A SNP BARCODE TO INFORM GENETIC VARIATION AND EVOLUTION PLASMODIUM FALCIPARUM MALARIA IN MALI
Abdoulaye Diawara*, Aoua Coulibaly, Cheickna Cisse, Mamadou Wele, Jeffrey Shaffer, Seydou Doumbia, Talib Yusuf Abbas and Mahamadou Diakite
Background: Despite of considerable advances in malaria control strategies, malaria continues to kill countless numbers of kids, mainly in sub-Saharan African countries. Mali is listed among the ten countries most suffering from malaria within the world in keeping with the quantity of cases and deaths... Plasmodium falciparum parasite is related to the foremost severe cases of malaria, especially in children. Malaria reports increasingly state drug resistance with severe cases, so investigating the genetic diversity and evolutionary history of Plasmodium falciparum are going to be crucial to understanding the evolution and variation of malarial drug resistance, and within the explore for potential vaccines. During this study, 186 samples were obtained from two sites in Mali: Koila Bamana in near of the town of Ségou and Nioro-du-Sahel situated within the Sahelian region. Methods: The 27-SNP barcode assay and phylogenetic tree (maximum likelihood method) were generated to research the variety and evolutionary relationship of the Plasmodium falciparum parasite population of 80 isolates in two varying patterns of malaria transmission in Mali. Excluding barcode sequences containing over four (4) missing SNPs, Minor allele frequencies (MAF), Genetic differentiation (GST= Genetic statistic), Average Minor allele frequencies (AMAF), the principal component analysis (PCA) were determined. Results: Fifty-seven of 80 isolates (71.3%) provided sufficient data quality for meeting the inclusion criteria of barcode. The parasite populations displayed a high degree of intra-population genetic diversity (MAF >1), the inter-population diversity was relatively low (AMAF = 0.34 and = 0.28 for Koila Bambara and Nioro du Sahel respectively) consort with barcode π value respectively 0.43 and 0.44 for Koila Bambara and Nioro. The populations failed to differ with relevance genetic diversity (GST=0.03). In both populations, the PCA sustained the genetic similarities of P. falciparum. Analysis of the phylogenetic tree revealed several groups of P. falciparum genetically close, which could have originated from Nioro du Sahel.
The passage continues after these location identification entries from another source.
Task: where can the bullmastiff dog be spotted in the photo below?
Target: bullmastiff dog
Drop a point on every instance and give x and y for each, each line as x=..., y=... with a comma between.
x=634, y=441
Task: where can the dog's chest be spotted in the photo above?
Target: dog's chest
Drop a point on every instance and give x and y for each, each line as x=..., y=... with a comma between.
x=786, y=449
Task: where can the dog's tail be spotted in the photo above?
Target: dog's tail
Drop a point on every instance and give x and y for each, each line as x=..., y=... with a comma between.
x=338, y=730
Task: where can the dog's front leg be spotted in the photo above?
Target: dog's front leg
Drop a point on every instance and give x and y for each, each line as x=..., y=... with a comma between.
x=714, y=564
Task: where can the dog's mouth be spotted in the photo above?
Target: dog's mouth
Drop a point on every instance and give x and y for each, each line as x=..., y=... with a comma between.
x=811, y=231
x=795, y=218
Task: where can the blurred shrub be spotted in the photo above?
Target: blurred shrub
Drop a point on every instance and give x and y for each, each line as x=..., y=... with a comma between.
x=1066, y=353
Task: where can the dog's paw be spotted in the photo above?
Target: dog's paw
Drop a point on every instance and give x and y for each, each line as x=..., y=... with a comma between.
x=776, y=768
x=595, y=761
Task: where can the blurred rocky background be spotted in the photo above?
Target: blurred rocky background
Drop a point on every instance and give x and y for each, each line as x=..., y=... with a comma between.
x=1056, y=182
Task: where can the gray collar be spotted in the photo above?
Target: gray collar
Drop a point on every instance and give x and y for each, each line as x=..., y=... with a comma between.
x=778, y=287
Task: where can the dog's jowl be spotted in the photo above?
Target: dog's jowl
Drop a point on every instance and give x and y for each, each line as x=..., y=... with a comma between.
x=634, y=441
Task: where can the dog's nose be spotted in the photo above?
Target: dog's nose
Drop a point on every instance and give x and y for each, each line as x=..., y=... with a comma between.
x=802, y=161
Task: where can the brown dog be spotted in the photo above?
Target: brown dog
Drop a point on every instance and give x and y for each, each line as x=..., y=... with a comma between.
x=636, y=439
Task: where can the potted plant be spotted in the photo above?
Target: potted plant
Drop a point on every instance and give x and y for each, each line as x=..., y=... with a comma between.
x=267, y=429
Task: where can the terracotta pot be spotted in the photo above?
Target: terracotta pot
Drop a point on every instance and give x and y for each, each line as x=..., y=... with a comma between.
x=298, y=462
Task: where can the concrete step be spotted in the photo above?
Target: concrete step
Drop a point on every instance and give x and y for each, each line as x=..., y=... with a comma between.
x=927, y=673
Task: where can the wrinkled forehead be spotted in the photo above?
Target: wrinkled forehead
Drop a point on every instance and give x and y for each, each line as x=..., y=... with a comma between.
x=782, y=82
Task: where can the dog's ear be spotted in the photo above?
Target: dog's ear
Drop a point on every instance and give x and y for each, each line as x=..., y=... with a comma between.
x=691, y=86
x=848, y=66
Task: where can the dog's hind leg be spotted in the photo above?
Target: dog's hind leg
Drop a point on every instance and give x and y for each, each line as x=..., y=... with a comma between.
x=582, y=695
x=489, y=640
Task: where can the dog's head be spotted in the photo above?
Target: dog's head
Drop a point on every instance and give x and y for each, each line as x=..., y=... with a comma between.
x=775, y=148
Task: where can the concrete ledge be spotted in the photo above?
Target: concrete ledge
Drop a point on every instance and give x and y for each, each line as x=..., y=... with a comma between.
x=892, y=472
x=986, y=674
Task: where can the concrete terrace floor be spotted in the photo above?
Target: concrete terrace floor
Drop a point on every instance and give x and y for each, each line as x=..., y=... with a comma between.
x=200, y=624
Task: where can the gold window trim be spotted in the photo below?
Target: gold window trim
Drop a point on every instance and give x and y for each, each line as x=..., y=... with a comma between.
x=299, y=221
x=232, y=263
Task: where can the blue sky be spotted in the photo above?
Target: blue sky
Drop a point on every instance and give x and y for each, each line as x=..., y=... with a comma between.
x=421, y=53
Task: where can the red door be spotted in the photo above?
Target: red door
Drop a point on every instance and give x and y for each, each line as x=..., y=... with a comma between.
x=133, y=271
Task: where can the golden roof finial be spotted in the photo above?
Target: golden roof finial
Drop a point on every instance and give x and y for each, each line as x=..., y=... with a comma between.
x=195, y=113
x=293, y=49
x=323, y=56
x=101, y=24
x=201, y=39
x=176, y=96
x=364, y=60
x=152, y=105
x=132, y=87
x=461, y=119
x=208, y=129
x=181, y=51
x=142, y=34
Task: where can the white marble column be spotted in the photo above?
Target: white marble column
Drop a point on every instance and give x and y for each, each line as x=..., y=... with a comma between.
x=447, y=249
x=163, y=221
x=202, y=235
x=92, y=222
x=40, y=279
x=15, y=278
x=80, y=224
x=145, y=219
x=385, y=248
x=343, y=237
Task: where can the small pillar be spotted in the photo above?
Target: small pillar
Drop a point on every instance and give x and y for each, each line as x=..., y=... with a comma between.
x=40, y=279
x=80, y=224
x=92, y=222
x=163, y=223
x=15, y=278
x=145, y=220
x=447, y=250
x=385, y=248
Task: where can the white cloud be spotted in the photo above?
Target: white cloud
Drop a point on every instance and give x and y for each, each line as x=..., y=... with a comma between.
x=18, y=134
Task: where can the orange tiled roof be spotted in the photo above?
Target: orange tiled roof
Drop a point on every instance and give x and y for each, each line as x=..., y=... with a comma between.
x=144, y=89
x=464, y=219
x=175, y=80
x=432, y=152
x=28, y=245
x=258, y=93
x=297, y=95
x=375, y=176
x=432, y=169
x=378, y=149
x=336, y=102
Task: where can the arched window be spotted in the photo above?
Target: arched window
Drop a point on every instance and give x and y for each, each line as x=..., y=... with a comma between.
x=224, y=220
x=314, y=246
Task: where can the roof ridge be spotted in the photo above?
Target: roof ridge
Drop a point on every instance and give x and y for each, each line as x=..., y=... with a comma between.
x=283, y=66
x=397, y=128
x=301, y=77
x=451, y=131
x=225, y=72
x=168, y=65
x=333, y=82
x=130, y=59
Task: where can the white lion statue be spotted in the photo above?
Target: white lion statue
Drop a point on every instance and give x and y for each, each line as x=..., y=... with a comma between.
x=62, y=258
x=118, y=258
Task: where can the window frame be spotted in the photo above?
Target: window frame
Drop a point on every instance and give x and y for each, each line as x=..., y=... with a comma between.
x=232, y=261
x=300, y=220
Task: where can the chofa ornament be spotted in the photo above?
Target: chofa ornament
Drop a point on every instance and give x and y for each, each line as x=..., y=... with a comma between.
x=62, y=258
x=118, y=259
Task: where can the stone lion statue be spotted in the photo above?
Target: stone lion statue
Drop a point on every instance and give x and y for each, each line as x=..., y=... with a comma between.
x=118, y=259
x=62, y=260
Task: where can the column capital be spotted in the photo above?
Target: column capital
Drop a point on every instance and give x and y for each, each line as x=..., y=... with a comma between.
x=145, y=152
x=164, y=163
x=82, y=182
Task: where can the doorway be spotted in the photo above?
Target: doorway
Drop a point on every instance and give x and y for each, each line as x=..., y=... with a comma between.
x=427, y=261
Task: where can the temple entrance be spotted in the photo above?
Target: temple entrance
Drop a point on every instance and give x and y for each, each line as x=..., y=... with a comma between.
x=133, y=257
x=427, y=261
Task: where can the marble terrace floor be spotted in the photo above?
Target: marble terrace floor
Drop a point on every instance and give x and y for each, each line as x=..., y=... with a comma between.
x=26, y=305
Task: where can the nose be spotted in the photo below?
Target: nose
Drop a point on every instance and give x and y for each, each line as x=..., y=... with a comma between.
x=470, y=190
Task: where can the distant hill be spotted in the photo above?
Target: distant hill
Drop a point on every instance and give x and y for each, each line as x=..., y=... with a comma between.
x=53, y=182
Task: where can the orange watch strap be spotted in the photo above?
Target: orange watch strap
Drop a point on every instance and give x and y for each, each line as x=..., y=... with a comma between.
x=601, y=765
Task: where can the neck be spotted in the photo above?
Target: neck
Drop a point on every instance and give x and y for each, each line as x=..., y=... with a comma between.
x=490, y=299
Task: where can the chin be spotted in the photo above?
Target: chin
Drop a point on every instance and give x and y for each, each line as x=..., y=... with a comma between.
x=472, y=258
Conclusions: The genetic diversity of P.falciparum populations is a major is a major consider in the parasite's ability to adapt to changes in its environment thus the measures observed here for Koila Bambara and Nioro du Sahel may partially explain the rising drug-resistance and growing severe cases in those regions in Mali.
Keywords: SNP, Barcode, Evolution Malaria, Plasmodium falciparum, genetic diversity, Mali.